11月6日、ムガベはムナンガグワを第1副大統領から解任[1][3]。このことは首都ハラレでサイモン・カヤ・モヨ情報大臣によって発表され、それによればムナンガグワは一貫かつ永続的に忠誠心に欠け、無礼で不実であり不正直で信頼できないというのが解任の理由であった[1]。しかし本当はグレースを後継の大統領にするため、まずは第1副大統領に据える目的での解任ではないかとの憶測が広がった[3]。国防軍はムナンガグワを強く支持していたため[4]、副大統領解任に国防軍トップのコンスタンチノ・チウェンガ司令官は強く反発。またムガベ政権支持者の間からもこうした解任の動きには不満の声が上がった[4]。
その後、11月11日までにムナンガグワは旧来ジンバブエと関係の深い中国に脱出し[5]、事態はこれで収拾するかと思われたが、11月10日の中国訪問[6]から帰国したばかりのチウェンガが11月13日に記者会見を開き、ムナンガグワの解任を受け入れず、本人や支持派の追放が続けば介入する準備があると表明[4][7][8]。この発言にZANU-PFは憤慨し、翌11月14日にチウェンガの主張は反乱を煽る反逆行為であると批判した[2][7]。同日には首都ハラレ市内に兵士が配置され[7]、近郊にて複数の中国製の85/89式装甲兵員輸送車[9]が目撃されるなど不穏な空気が流れた[2][8]。
2017年11月15日午前2時すぎ、ムガベの私邸付近にて数分の間に30~40発ほどの銃声が鳴り響き[2]、首都ハラレでも複数の爆発音が発生した[8]。そして国営放送局のジンバブエ放送(ZBC)は軍の兵士によって占拠され、従業員は退去を命じられた[7]。録画放送されていた番組も中断され、軍の制服を着た男性が画面に登場。一連の出来事はクーデターではなく、国家に政治的、経済的な打撃を与えている、ムガベの周辺にいる「犯罪者」を標的とした行動であるとしたほか、ムガベとその家族は無事であり安全も保障されているとして、任務の完了後は速やかに正常な状態に戻るとした。また国民に対しては安心するよう伝えた[2][4]。このように国防軍はクーデターという表現を避けているものの、事実上クーデターが展開しているように見えるとの反応も起こった[4]。一連の作戦で国防軍はジンバブエの国家権限をほぼ掌握したと見做されている[10]。
同日中にはZANU-PF内でグレースが率いるグループG40の中心メンバーであるイグナシウス・チョムボ財務大臣が軍によって身柄を拘束された[7]。ムガベは夫人や2人の閣僚と共に自宅軟禁下に置かれたが[11]、南アフリカのジェイコブ・ズマ大統領には元気であると明かしている[10]。ただし、グレース夫人についてはナミビアへ脱出したとの情報も報じられた[12]。また、ムガベが兼任していた与党ZANU-PFの党首の地位を、第1副大統領を解任されたムナンガグワが継承したという情報がZANU-PFのものと思しきTwitterアカウントより発信されたが、これが本物かどうかも含めて議論があり、確認されなかった[13]。

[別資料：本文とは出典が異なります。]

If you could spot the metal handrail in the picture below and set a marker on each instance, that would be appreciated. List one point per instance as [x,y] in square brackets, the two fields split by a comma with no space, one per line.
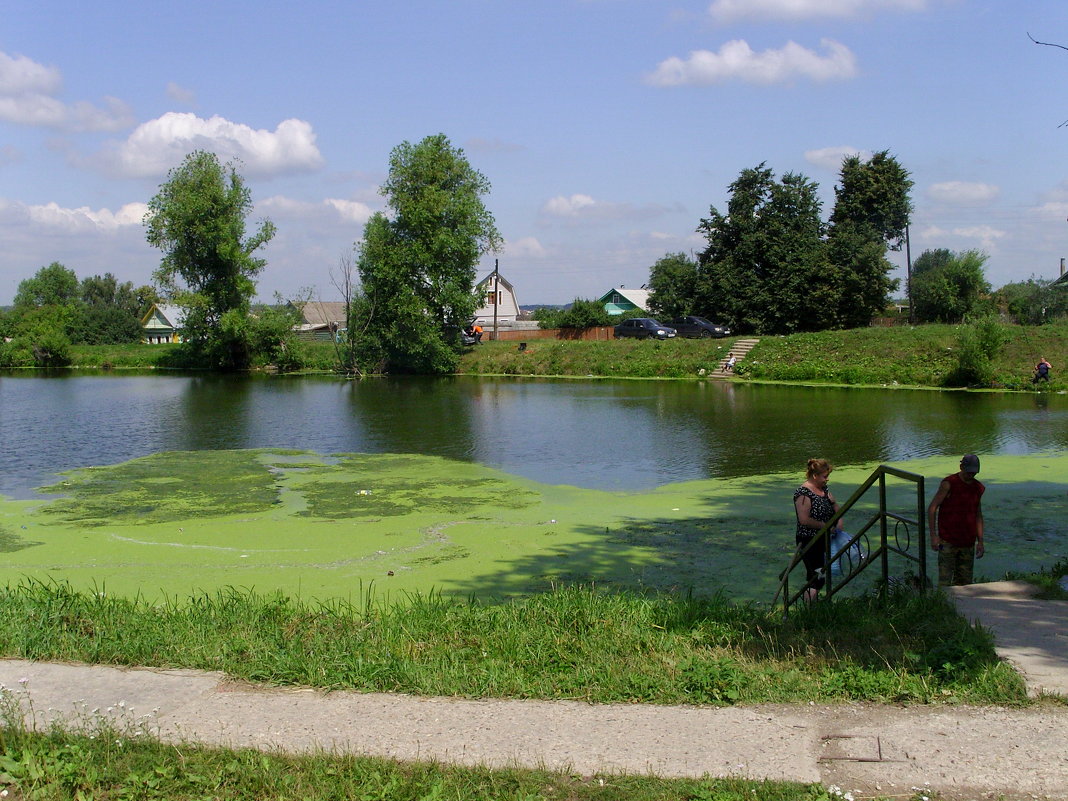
[881,553]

11月16日にはカトリック司祭が仲介に入り、事態収拾に向けムガベの退陣が話し合われたものの本人は2018年大統領選挙前の辞任を拒否した[11]。南アフリカ政府もノシビウェ・マピサヌカクラ国防大臣とボンガニ・ボンゴ国家治安大臣の二人を特使として派遣し、ムガベやチウェンガを交えて大統領府にて会談を行い、その様子は国営放送ZBCや政府系日刊紙ヘラルドによって写真を交えて報じられた。会談の中ではチウェンガが第1副大統領を解任されたムナンガグワへの権限委譲を求めたものの、ムガベは抵抗した[14]。また16日にムナンガグワがジンバブエに帰国した[15]。
11月17日、ムガベが大学の卒業式に参加し、国防軍に自宅軟禁下に置かれてから初めて公の場に登場した[16]。また同日、国防軍は国営テレビ放送を通じて、「大統領周辺の犯罪者を除去する作戦で重要な進展があった」として、何人かの関係者を拘束したことを明らかにした[15]。また、ムガベに対しての協議については、「できるだけ速やかに国民に通知する」と話した[15]。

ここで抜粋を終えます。